Семь писем о лете - Дмитрий Вересов 9 стр.


Через полчаса она разлила кипяток по кружкам. «Мама, как есть хочется…» Девочка, грея ладони о чашку, смотрела на забытый пакет. «Мам, а вдруг там есть хлеб?» – «Что ты, доченька, нельзя, чужое, вдруг что секретное. Он придет за ним». Пальчики, обхватившие кружку, были почти прозрачными. Доротея поставила чашку, встала и подошла к пакету. Скорее, это был мешок, черный, из тонкой блестящей клеенки. Наверху прорезаны два овальных отверстия – ручки. Она никогда раньше таких не видела. «НКВД, у них все особое…» Она осторожно взялась за края и заглянула вовнутрь.
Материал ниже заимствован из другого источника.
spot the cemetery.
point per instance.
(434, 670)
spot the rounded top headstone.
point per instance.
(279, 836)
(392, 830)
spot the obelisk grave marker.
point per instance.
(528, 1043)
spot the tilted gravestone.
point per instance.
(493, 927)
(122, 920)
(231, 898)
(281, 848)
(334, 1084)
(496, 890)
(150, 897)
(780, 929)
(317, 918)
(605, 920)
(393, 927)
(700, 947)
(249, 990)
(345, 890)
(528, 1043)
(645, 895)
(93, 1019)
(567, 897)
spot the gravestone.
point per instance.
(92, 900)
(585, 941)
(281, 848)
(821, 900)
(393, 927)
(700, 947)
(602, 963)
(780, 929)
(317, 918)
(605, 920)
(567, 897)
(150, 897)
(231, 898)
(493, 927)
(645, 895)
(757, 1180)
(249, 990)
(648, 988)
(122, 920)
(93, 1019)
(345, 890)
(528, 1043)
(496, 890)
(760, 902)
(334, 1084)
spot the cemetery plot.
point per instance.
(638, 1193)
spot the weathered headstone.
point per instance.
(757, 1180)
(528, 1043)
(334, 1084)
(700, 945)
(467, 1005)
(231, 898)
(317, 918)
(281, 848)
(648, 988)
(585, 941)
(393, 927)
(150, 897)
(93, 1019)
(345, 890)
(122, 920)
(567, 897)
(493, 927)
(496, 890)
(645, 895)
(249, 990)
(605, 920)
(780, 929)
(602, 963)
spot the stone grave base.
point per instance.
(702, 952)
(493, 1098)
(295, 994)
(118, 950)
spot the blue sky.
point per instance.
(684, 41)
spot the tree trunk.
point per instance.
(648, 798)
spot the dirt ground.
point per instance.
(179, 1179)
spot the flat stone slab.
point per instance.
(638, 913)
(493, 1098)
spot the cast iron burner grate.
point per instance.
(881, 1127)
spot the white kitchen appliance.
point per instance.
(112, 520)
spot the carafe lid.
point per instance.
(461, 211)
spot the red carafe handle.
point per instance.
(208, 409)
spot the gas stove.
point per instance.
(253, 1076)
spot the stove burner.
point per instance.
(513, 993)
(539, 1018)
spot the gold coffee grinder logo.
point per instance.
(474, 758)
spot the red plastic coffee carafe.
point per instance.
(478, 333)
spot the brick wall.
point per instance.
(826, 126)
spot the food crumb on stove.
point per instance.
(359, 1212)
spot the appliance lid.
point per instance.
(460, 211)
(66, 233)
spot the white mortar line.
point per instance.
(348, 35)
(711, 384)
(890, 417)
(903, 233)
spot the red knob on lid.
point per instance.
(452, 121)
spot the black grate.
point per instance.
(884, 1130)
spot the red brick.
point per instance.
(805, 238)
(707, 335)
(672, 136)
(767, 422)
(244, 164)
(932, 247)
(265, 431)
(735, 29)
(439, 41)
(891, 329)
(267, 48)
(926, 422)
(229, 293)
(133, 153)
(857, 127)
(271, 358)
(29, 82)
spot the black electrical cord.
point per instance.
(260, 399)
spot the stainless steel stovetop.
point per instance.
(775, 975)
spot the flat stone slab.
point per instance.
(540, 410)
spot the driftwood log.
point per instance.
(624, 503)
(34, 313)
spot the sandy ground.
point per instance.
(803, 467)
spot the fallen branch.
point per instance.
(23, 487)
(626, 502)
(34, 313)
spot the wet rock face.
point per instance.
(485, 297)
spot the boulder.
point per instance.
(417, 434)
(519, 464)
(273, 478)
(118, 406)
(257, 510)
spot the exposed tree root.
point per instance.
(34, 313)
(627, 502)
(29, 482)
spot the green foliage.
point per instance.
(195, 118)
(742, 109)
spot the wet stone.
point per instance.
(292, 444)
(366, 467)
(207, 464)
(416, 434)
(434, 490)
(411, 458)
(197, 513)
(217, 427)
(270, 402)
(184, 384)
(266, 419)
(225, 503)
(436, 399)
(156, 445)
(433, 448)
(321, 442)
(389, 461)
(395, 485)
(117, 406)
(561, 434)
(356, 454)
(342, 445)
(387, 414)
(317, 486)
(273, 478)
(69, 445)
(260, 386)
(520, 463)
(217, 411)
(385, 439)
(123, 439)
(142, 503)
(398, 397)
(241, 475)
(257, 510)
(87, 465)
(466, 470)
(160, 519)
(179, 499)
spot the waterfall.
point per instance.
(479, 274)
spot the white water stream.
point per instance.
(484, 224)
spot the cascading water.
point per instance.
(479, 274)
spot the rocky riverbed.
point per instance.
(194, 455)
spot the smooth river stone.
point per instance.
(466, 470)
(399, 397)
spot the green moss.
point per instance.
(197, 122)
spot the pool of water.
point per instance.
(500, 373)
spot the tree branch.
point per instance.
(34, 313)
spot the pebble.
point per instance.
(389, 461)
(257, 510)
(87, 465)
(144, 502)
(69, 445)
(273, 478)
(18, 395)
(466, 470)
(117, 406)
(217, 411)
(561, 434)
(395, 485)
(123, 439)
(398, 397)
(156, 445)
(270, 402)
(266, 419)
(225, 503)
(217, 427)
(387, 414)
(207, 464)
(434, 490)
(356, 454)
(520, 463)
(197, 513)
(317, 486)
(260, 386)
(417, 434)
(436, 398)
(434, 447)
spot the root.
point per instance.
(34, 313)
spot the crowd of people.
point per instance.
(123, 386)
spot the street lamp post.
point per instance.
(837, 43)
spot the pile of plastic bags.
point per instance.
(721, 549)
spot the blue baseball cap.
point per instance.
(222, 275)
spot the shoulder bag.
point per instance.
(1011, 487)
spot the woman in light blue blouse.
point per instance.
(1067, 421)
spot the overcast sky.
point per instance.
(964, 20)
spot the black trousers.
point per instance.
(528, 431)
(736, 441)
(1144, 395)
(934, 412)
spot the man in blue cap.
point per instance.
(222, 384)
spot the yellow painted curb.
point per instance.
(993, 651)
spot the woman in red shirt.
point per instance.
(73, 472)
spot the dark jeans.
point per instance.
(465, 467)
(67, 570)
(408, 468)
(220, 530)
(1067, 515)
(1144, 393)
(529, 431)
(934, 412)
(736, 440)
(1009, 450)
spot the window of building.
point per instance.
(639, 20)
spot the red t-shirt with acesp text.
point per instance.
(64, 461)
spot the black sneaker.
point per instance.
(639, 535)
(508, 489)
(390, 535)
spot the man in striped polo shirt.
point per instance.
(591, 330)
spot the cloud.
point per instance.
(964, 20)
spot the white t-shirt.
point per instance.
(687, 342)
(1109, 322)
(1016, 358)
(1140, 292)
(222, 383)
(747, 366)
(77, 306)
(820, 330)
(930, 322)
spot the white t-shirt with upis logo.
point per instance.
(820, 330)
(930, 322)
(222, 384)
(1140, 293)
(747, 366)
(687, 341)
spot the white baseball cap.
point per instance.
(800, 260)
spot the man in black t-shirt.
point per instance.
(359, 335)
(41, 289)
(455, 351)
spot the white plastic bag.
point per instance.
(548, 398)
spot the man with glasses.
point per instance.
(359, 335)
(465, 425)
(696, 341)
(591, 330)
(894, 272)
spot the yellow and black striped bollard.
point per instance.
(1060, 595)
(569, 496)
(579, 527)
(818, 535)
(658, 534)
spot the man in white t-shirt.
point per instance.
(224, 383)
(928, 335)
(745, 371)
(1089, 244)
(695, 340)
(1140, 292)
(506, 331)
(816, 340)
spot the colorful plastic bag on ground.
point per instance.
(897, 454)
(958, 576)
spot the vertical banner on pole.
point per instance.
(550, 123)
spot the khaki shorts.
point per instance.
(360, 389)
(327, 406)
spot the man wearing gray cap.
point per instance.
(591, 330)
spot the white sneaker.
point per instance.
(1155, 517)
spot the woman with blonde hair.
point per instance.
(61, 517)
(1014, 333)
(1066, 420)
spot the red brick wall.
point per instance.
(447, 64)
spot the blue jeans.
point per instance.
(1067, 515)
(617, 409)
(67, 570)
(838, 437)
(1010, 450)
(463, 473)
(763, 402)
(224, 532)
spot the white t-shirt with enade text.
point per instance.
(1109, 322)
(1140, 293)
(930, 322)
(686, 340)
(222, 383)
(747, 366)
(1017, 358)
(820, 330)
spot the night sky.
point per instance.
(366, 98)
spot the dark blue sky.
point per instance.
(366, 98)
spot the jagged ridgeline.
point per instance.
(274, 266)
От увиденного закружилась голова. В пакете были продукты. Мгновение она стояла над пакетом. Потом посмотрела на дочь. «Да пусть меня потом расстреляют…» – подумала она и стала вынимать продукты. Желудок резко заболел, зазвенело в ушах. Она выкладывала на стол упакованное в прозрачную пленку мясо, настоящее, огромный кусок, совершенно диковинную колбасу, бутылки с вином, шоколад и хлеб, хлеб, хлеб…

Платон встряхнул головой и вернулся в реальность. Было холодно, как на улице. Он так глубоко ушел в воспоминания, что не заметил, как и когда заглох двигатель, что печка перестала работать и машина выстудилась. С удивлением Платон обнаружил, что сидит в шинели. Вероятно, он замерз и натянул ее на себя вместо тонкой кожанки на рыбьем меху. Даже фуражку надел. Он посмотрел на часы. Да, он пробыл здесь больше часа, хотя, казалось, просидел здесь не более пятнадцати минут. «Уснул я, что ли, провал в голове какой-то, ей-богу. Мать тогда сказала, что благодаря этому таинственному гэбисту они остались в живых… Надо ж так нырнуть мощно, как будто сам там побывал», – подивился Платон яркости то ли воспоминаний, то ли сна. «И меня в честь этого капитана Платоном назвали, – вспомнил он. – Домой. Третья попытка».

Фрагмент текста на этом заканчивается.